In a rare occurrence this year, I actually had a above average potato crop.  My assistant is from Poland, so I was inspired to make pierogi (as she had brought me back a cook book from Poland when she had visited a few years ago).  I decided to get the recipe from her mom, as opposed to getting it from the book, since her mom lived in Poland most of her life.

The dough was:
2 1/2 - 3 cups of flour
2 Tbs of sour cream
1/2 cup water 
1 egg
1 tsp of salt

Filling:
4 or 5 medium potatoes
1 onion
2 tbs butter 
1/2 cup grated cheddar cheese
salt and pepper to taste

Dough:  Mix all ingredients and let sit in refrigerator for 1/2 hour +

Filling:  Peel and cut potatoes into cubes.  Boil in salted water until soft.
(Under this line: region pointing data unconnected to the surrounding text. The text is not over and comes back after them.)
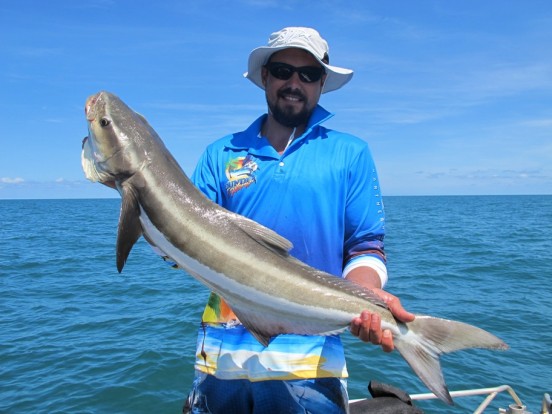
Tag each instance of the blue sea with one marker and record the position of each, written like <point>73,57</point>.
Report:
<point>77,337</point>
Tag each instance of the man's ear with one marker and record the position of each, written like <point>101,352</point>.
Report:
<point>264,75</point>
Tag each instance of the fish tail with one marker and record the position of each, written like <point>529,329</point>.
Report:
<point>423,340</point>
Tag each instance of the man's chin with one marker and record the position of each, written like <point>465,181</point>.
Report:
<point>291,115</point>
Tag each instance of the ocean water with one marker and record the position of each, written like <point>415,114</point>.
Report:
<point>77,337</point>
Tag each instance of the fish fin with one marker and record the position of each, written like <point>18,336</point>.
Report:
<point>426,338</point>
<point>264,236</point>
<point>130,229</point>
<point>263,335</point>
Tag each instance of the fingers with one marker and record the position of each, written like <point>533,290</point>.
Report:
<point>367,328</point>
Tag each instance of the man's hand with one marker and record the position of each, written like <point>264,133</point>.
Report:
<point>367,326</point>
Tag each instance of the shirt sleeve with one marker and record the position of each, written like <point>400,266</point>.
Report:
<point>205,176</point>
<point>365,218</point>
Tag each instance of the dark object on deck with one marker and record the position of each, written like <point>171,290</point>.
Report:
<point>386,399</point>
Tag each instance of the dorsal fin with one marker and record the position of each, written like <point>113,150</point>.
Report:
<point>263,235</point>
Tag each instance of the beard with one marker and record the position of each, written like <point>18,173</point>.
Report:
<point>287,115</point>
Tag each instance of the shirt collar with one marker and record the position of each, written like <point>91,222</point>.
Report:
<point>249,139</point>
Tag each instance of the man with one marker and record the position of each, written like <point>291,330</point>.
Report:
<point>319,189</point>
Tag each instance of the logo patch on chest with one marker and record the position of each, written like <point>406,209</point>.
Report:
<point>240,173</point>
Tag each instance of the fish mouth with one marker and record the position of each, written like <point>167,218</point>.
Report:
<point>90,106</point>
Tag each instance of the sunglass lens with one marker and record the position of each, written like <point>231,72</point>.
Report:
<point>309,75</point>
<point>283,71</point>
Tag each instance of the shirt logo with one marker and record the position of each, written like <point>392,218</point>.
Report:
<point>240,172</point>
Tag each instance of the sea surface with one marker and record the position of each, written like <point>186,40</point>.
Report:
<point>78,337</point>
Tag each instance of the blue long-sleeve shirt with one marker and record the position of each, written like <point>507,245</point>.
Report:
<point>322,193</point>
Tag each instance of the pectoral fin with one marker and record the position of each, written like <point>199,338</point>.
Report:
<point>130,229</point>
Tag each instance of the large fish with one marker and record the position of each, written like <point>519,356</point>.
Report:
<point>245,263</point>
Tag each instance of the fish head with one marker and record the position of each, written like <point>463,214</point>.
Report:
<point>109,152</point>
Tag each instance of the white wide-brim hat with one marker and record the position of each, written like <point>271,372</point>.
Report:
<point>302,38</point>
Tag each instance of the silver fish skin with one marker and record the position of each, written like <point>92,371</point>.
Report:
<point>247,264</point>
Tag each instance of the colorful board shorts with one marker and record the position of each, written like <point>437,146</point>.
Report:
<point>321,395</point>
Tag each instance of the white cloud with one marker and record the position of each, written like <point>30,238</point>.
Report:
<point>9,180</point>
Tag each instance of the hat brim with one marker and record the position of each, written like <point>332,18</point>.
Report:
<point>336,77</point>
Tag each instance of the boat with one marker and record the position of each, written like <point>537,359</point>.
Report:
<point>358,406</point>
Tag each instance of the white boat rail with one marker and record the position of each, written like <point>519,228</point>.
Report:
<point>517,408</point>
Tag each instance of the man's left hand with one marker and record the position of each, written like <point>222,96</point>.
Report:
<point>368,328</point>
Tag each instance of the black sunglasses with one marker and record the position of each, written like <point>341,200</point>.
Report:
<point>283,71</point>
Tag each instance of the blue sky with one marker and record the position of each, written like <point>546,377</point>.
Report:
<point>454,97</point>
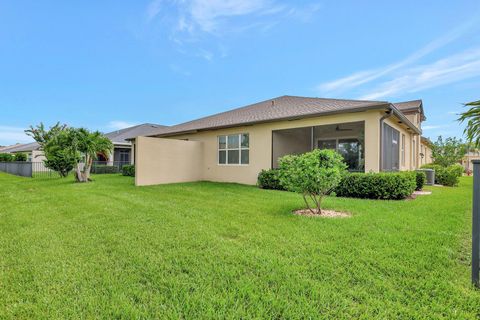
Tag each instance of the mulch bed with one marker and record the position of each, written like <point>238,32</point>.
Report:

Meanwhile, cut onions into small pieces and  fry in butter until translucent.  Drain potatoes when soft, add them to onions ( take off heat).  Mash up the potatoes until mashed but not %100 smooth ( a little lumpy).  Mix in the 1/2 cup grated cheddar cheese until fully melted into the potatoes.  Salt and pepper to taste.

I used a pasta maker ( up to the #4 thickness).  Used a pierogi maker to cur out the dough circles, stuff with about 1 tbs of potato mixture, wet the edges with water so they would stick together, then squished the pierogi maker closed.

Froze them at this point on a floured pan until hard, then stored in plastic bag.

Boiled them for about 5 minutes, served with sour cream and mustard on the side ( ok, im from new york,  treated them as if they were a knish)

My wife prefers them baked ( i think at 350F for about 10 minutes , sprayed with pam)

** I found the dough to be too sticky for the pasta machine, so i added a little more flour as needed.  I guess it also depends on the size of the egg as well.

** Messy, messy, messy.  Flour all over the place.  Potato all over the place.. I told my wife that i was just about to clean it up, but i know that she would do a much better job, and that this was her chance to take over before i made an even worse mess, so yes, she came to the rescue.

made about 24 pierogi.


----------



## SnickersMom (Jul 29, 2009)

Looks like an amazing recipe.  Copied it into my file to make in the near future.  Thanks.


----------